La ménagerie de verre

Au Théâtre de l’Odéon, Ivo van Hove signe une mise en scène de la pièce de Tennessee Williams, avant une tournée mondiale. Avec Isabelle Huppert

Définie par son auteur, Tennessee Williams, comme une « pièce de la mémoire », La ménagerie de verre est largement autobiographique, qui s’inspire de son histoire familiale dans les années 30 et témoigne de son amour pour sa sœur. Ecrite en 1944, elle marqua les débuts de sa carrière. Tout se passe dans la mémoire, donc.

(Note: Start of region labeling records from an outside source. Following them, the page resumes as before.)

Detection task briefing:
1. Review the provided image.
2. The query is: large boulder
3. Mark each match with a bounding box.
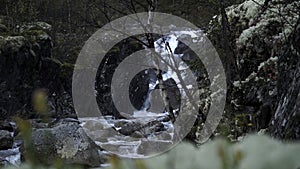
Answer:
[0,130,14,150]
[24,120,104,167]
[209,0,300,135]
[0,22,75,119]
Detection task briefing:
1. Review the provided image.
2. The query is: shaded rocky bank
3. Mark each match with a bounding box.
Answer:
[0,0,300,167]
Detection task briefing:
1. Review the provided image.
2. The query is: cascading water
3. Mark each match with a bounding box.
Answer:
[81,30,202,158]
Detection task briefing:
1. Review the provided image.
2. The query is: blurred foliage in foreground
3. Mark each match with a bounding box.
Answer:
[3,136,300,169]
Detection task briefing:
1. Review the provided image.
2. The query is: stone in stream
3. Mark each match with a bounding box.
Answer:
[0,130,14,150]
[23,121,106,167]
[137,140,173,156]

Le narrateur présente « la vérité sous la forme séduisante d’une illusion » et remonte le cours du passé. Dans la famille Wingfield, il y a la mère, Amanda, abandonnée par son mari, le fils, Tom, employé dans un entrepôt et poète à ses heures, et la fille Laura, handicapée légère, qui collectionne les objets en verre. L’appartement où ils vivent, semi souterrain, ressemble à un terrier, rendu ici encore plus oppressant dans la scénographie et les lumières de Jan Versweyveld : des tons ocre, des murs tendus d’un papier peint où s’incruste l’image du père, marquant le poids de l’absent. Dans cet univers clos, étouffant, tel un tombeau, va s’introduire, le temps d’une soirée, un invité : Jim, collègue de Tom. La venue du jeune homme va agir comme un révélateur et marquer la fin des illusions.

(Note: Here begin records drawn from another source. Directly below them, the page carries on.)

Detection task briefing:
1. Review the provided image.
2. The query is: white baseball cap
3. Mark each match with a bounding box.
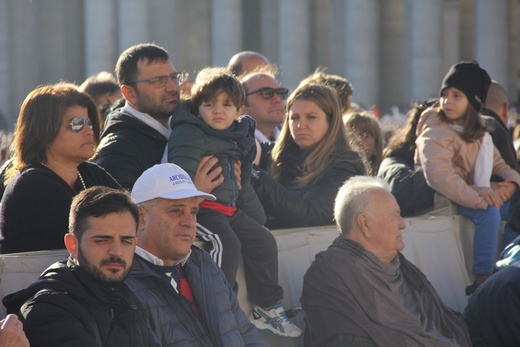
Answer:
[132,163,216,204]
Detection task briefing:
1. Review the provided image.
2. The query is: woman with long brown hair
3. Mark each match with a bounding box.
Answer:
[254,83,365,228]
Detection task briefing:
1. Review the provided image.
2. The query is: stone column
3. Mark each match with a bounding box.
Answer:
[0,0,10,123]
[278,0,313,90]
[379,0,407,114]
[405,0,440,101]
[117,0,149,53]
[344,0,380,108]
[475,0,514,86]
[211,0,242,66]
[84,0,121,77]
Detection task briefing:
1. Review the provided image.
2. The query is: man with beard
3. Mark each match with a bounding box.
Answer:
[241,70,289,142]
[3,186,161,347]
[126,163,265,347]
[93,43,223,191]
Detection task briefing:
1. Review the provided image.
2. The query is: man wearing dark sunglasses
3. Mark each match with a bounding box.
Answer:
[242,72,289,142]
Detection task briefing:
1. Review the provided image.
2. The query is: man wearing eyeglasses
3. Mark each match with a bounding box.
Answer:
[93,43,222,192]
[241,72,289,142]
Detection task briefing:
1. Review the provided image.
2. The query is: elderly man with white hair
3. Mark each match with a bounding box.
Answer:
[301,176,471,347]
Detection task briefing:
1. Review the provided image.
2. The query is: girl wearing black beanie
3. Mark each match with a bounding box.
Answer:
[415,61,520,295]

Une interprétation déséquilibrée

Si l’on garde en mémoire les grandes réussites de Ivo an Hove (Kings of warVu du pont, Les Damnés,…), la déception est au rendez-vous avec cette dernière mise en scène où font défaut l’exigence artistique, l’acuité et le regard aiguisé du metteur en scène flamand, jusqu’à sa direction d’acteurs trop lâche et déséquilibrée. L’onirisme de la pièce, sa sensibilité et ses mystères sont remisés. De la pièce (traduction d’Isabelle Famchon), Ivo van Hove retient essentiellement le réalisme, et la réduit au prosaïsme des situations et des personnages. Dans des costumes se fondant dans le décor, l’interprétation va dans ce sens : Isabelle Huppert caricature le personnage de la mère, exagère son hystérie, dans un jeu souvent mécanique occultant ses failles et sa mélancolie sous-jacente. Justine Bachelet fait sentir la fragilité, l’enfermement de Laura, Nahuel Pérez Biscayart exprime les aspirations et tiraillements intimes, les velléités de Tom, et Cyril Guel, Jim, trouve le juste équilibre, notamment dans la scène avec Laura. Le temps d’une danse, l’ombre du père disparaît, s’efface. Belle idée mais trop rare dans une mise en scène en manque de vision et d’inspiration.

La ménagerie de verre                   * 

Théâtre de l’Odéon, Place de l’Odéon, Paris 6e. Tél. 01 44 85 40 40. www.theatre-odeon.eu Jusqu’u 26 avril. Tournée : Comédie de Clermont-Ferrand du 4 au 8 mai, Anvers du 28 au 30 mai, Londres du 5 au 11 juin, puis Tokyo, Hambourg, Luxembourg, Athènes.